Vulnerability Detection of ICS Protocols via Cross-State Fuzzing

Industrial control system (ICS) employs complex multistate protocols to realize high-reliability communication and intelligent control over automation equipment. ICS has been widely used in various embedded fields, such as autonomous vehicle systems, power automation systems, etc. However, in recent years, many attacks have been performed on ICS, especially its protocols, such as the hijacks over Jeep Uconnect and Tesla Autopilot autonomous systems, also the Stuxnet and DragonFly viruses over national infrastructures. It is important to guarantee the security of ICS protocols. In this article, we present Charon , an efficient fuzzing platform for the vulnerability detection of ICS protocol implementations.
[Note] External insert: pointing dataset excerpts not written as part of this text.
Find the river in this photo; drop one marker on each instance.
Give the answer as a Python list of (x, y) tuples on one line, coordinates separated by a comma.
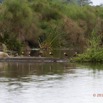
[(51, 83)]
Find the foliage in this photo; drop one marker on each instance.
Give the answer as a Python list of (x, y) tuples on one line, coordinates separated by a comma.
[(49, 24)]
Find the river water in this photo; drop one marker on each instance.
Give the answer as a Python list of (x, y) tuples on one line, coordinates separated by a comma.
[(51, 83)]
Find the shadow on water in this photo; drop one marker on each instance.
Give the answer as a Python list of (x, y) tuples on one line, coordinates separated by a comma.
[(17, 70)]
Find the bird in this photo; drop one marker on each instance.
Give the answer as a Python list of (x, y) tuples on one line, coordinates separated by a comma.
[(50, 53), (65, 54)]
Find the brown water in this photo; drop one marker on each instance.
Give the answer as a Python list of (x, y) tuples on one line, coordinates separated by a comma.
[(50, 83)]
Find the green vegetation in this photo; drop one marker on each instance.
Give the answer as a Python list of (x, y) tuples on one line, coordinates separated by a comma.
[(49, 24)]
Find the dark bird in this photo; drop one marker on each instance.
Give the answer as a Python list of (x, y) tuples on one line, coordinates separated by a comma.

In Charon , we propose an innovative fuzzing strategy that leverages state guidance to maximize cross-state code coverage instead of focusing on isolated states during the fuzzing of ICS protocols. Moreover, we devise a novel feedback collection method that employs program status inferring to avoid the restart of the ICS protocol at each iteration, allowing for continuous fuzzing. We evaluate Charon on several popular ICS protocol implementations, including real-time publish subscribe, IEC61850-MMS, MQTT, etc. Compared with typical fuzzers, such as American fuzzy lop, Polar, AFLNET, Boofuzz, and Peach, it averagely improves branch coverage by 234.2%, 194.4%, 215.9%, 52.58%, and 35.18%, respectively. Moreover, it has already confirmed 21 previously unknown vulnerabilities (e.g., stack buffer overflow) among these ICS protocols, most of which are security critical and corresponding patches from vendors have been released accordingly.